Calculus requires mastery of the ability to factor polynomials and rational expressions, so it will not explain how to do this. Kahn Academy has videos on factoring quadratic expressions that you should review.

https://www.khanacademy.org/math/algebra2/polynomial_and_rational/quad_factoring/v/factoring-quadratic-expressions(5 votes)

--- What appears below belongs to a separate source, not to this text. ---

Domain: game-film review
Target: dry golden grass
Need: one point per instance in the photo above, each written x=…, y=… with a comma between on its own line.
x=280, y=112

- Isn't (x-1)/(x-1) = 0/0 ? Are you not canceling 0 with 0?(1 vote)
- As long as x≠1, (x-1)/(x-1) = 1

EG: x=5

(x-1)/(x-1) = 4/4 = 1

Try with any number, answer is 1.

BUT IF x = 1;

(x-1)/(x-1) = 0/0 = undefined, indeterminate, etc.(4 votes)

## Video transcript

Let's try to find the
limit as x approaches 1 of x to the third minus
1 over x squared minus 1. And at first when you just
try to substitute x equals 1, you get 0/0 1 minus
1 over 1 minus 1. So that doesn't help us. So let's see if we can try
to simplify this in some way. So you might
immediately recognize-- so let's rewrite this
expression right over here so it's x to the third
minus 1 over x squared minus 1. This on the bottom
immediately jumps out as a difference of squares. So we know on the
bottom that this could be factored as x
minus 1 times x plus 1. And so if somehow
this thing on the top also has an x minus 1 as a
factor, then that x minus 1 will cancel with
this, and then we're not going to have an
issue of dividing by 0. The reason why I care
about the x minus 1 term is that this is what's making
our denominator equal 0. When you say x equals 1, you
have 1 minus 1 times 1 plus 1. So 0 times 2, it's this 0
that's making our denominator 0. So if we can have an
x minus 1 up here, then we can cancel these out
for any x not equal to 1. And then we might have
a much simpler thing to find the limit of. So let's think about whether
x to the third minus 1 is the product of x minus
1 and something else. And to do that we
can do a little bit of algebraic long division. Some of you guys might already
recognize a pattern here, but we'll try to do-- well,
let's divide x minus 1 into it to see whether
it divides evenly into x to the third minus 1. So x minus 1-- we just
look at the highest degree term-- x goes into x to
the third x squared times. Goes x squared times. Actually, let me
do it this way so that way we can keep
track of the place. So this would be x-- this
would be the second degree place, first degree place, and
this would be the constant. So x to the third minus 1. x goes into x to the
third x squared times. x squared times x
is x to the third. x squared times negative
1 is minus x squared. And now we're going to
want to subtract this. So we are then left
with x squared. x goes into x squared
x times plus x. x times x is x squared. x times minus 1 is minus x. And once again we're
going to subtract this. We'll swap the signs,
negative and positive. And so these cancel out,
and we're left with x. And then we bring
down a minus 1. x minus 1 goes into x
minus 1 exactly one time. 1 times x minus 1 is x minus 1. And then you subtract, and
then you have no remainder. So this numerator
right over here can be factored as x minus 1
times x squared plus x plus 1. And so we can say that this
is the same exact thing. We can have these cancel out if
we assume x does not equal 1. So that is equal to x squared
plus x plus 1 over x plus 1, for x does not equal 1. And that's completely
fine, because we're not evaluating x equals 1. We're evaluating
as x approaches 1. So this is going to be the
same thing as the limit as x approaches 1 of x squared
plus x plus 1 over x plus 1. And now this is
much easier to find. You could literally
just say, well, what happens as we get
right to x equals 1? Then you have 1 squared,
which is 1 plus 1 plus 1, which is 3, over
1 plus 1, which is 2. So we get that equaling 3/2.